Я от души посочувствовала Марку. Он просто не выносит публичных сцен, а Мищенко сделал его чуть ли не главным действующим лицом своего спектакля. Брр! Но одно светлое пятно в этой безрадостной картине я углядела. У Марка, Генриха и Леши не было возможности глазеть по сторонам. Агнюшка, естественно, заметила их, поскольку Гусь приковал к ним общее внимание, а вот они Агнюшку — едва ли.
Тут Марк вспомнил о моей провинности:
— Мы притащили его, упиравшегося и вырывавшегося, на стоянку, где ты обещала ждать. Я мечтал только об одном: втолкнуть его в машину и увезти как можно дальше. И что же мы видим? «Запорожца» нет и в помине! Куда ты укатила, черт побери?
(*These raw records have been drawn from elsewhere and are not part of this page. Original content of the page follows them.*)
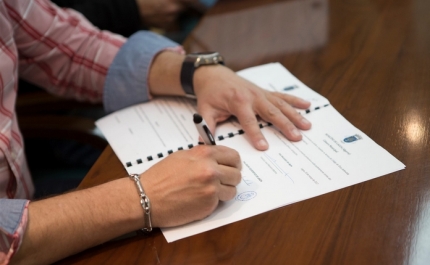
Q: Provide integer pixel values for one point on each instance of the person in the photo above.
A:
(128, 16)
(58, 49)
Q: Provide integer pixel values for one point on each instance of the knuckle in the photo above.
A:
(273, 111)
(208, 174)
(203, 150)
(210, 191)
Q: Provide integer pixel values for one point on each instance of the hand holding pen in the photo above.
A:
(203, 130)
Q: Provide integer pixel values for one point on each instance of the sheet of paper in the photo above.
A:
(332, 155)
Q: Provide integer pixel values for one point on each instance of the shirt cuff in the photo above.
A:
(126, 82)
(13, 223)
(208, 3)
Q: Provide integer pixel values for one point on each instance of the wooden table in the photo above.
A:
(371, 59)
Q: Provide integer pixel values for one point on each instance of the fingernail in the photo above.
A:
(262, 144)
(305, 122)
(295, 132)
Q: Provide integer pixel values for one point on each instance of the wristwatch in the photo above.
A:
(191, 63)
— Не кипятись. Сейчас все объясню. — Я протиснулась мимо Прошки (тот под нашу болтовню усердно поглощал стряпню своих старушек), залезла с ногами в любимое плетеное кресло, зажгла огонь под чайником и начала:
— Приблизительно через двадцать минут после вашего ухода я вышла размять ноги и столкнулась нос к носу с особой, которую для простоты буду называть Любой. Вы скоро поймете, к чему этот псевдоним. Люба пребывала в весьма расстроенных чувствах, но, узнав меня, слегка воспрянула и попросила выслушать ее печальную повесть. Большую часть повести я опущу — она не имеет к нам никакого отношения. А имеет к нам отношение вот что.
У Любы есть любовник, с которым она встречалась на квартире Архангельского. Серж по доброте душевной сам преподнес девушке ключи, а потом по рассеянности забыл об этом и пригласил пожить Мефодия — опять же по душевной доброте. За нее и пострадал. В один прекрасный день Мефодий ввалился к нему в спальню и застиг Любу с милым в пикантном неглиже. Милый озверел и едва не вытряс из незадачливого вуайериста душу. На Любу потасовка произвела неизгладимое впечатление. Она ночами не спала, оплакивая униженного и оскорбленного Мефодия, вся вина которого состояла лишь в том, что, услышав в неурочное время подозрительную возню в спальне, он туда заглянул. И вот пару недель назад она нечаянно повстречала Мефодия на улице. Движимая состраданием, Люба подошла к нему с ласковыми речами и в числе прочего с потрохами выдала Сержа, выставившего Мефодия из дома под надуманным предлогом, а также узнала фамилию человека, у которого Мефодий нашел кров. Вот и вся история. Остается лишь добавить, что любовника Любы зовут Глеб, фамилия его Безуглов, а фамилия человека, у которого поселился Мефодий, — Великович.
Прошка присвистнул.
— Вот это номер! Браво, Варька! За тебя! — Он поднял на вилке внушительный кусок холодца и целиком запихнул его в рот. — Шитай, мы жагнали жлодея в угол.
— Не плюй в колодец, пока не перепрыгнешь. Мы всего лишь получили мотив и возможность — весьма призрачную, надо сказать. Люба призналась, что рассказала Глыбе о встрече с Мефодием, но не помнит, называла ли она ему Лёнича. И даже склоняется к тому, что не называла. По крайней мере, сегодня она вспомнила его фамилию только по подсказке.
— Да и мотив не ахти, — кисло сказал Леша. — Как я понял, с момента конфликта прошло полгода.
— И что с того? — удивился Прошка. — Недоброжелатель, посвященный в опасную тайну, подобен бомбе замедленного действия. Мефодий в любую минуту мог разоблачить прелюбодея. Глыба, поди, все эти полгода дрожал от страха, как бы Мефодий не избавил его и от второй жены.
— А чего ж тогда набрасывался?
— Ну ты даешь, Леша! А если бы тебя вот так застукали? Диво еще, что Мефодий оттуда на своих ногах ушел. Сгоряча да с перепугу Глыба его и не так мог отделать. А Мефодий-то был злопамятен. Обиды годами лелеял. Когда Глыба немного остыл, наверняка об этом вспомнил. И понял, что влип.